Keep Track of Your Marketplace Listings


Earlier this week, I received an offer for a domain name that had its BIN price listed on its landing page. I proceeded to negotiate with the prospect, and I told him he need to come up to a certain number to get a deal done. A couple of hours passed, and I received an email from Afternic telling me the domain name sold for the BIN price, which was lower than the BIN price on my landing page but in line with what I had emailed to the prospect.

I don’t typically have two different buy it now prices for my domain names. I think it is more fair for buyers if my prices are consistent across platforms, and I think it bring up questions if that isn’t the case. It is a case of fairness because a person would be (rightfully) upset if they paid $10,000 to buy a name via Afternic but found out that same name had an active BIN listing on Sedo at $7,000 after they already paid.

When I received the initial offer, I should have first looked at Afternic to see what my pricing was. It would have been more professional to be consistent with the pricing both on my site and on Afternic. We aren’t talking big dollars in differential, but it would have looked unprofessional if I told the buyer he needed to offer $X and the name was listed for half of that figure. Fortunately, the number I quoted was pretty much in sync with the BIN price, so he probably didn’t think about it much. For me, it was a good reminder that I always need to check on my pricing before responding to an offer. I have to assume a prospect has done some diligence before making an offer.

I would also make one additional suggestion. If you receive an inbound offer or inquiry on a name you have at Afternic or Sedo, don’t immediately change the price on the listing thinking you might be able to get more for it. There is a fair chance the prospect already saw the listing and was coming direct to get a better deal. If the price is jacked up, the prospect may question your ethics. Yes, I am sure some would say it is their prerogative to change pricing, but it could easily backfire.

The deal I closed via yesterday was not notable. However, it served as a good reminder to me that I need to keep track of my marketplace listings. Had my response not jived with the BIN price, it could have blown up the deal.


  1. If ya are running different prices should set your prices lower on your own landers and higher on markets that charge a commission.

  2. “I think it is more fair for buyers if my prices are consistent across platforms, and I think it bring up questions if that isn’t the case.”

    Aren’t consumers used to seeing price variation across venues? “Gimme a bottle of water” results in drastically different prices – even for the same branded bottle – depending on whether someone is buying it at Walmart, at Starbucks, or at Disney Land.

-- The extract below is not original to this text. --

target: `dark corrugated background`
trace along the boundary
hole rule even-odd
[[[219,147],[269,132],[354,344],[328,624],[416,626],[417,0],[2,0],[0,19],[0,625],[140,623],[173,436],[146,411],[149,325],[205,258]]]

    Consumers know about markups. They’re used to comparison shopping online. Even unregistered .COM prices vary depending on which site they use.

    I don’t see the scandal. If a buyer asks about the price difference, the answer is: “You’re choosing to buy a bottle of water through Starbucks for convenience rather than planning ahead. They charge extra.”

    • That’s a good point, but I don’t necessarily think consumers would think like that. That said, most pricing differences on consumer goods is small. I might pay $4.95 for a tall coffee at Starbucks at the Javitz Center in NYC but $2.95 in the suburbs. That $2.00 difference is a large percentage but $2 isn’t going to dissuade me. On the other hand, if a domain name is priced at $12,000 on Afternic but $15,000 on my landing page, that is a substantial dollar amount and I doubt people even think about the different venues.

      If I run into this issue again and someone brings up the pricing difference, I will be sure to remember this because I think it is relevant.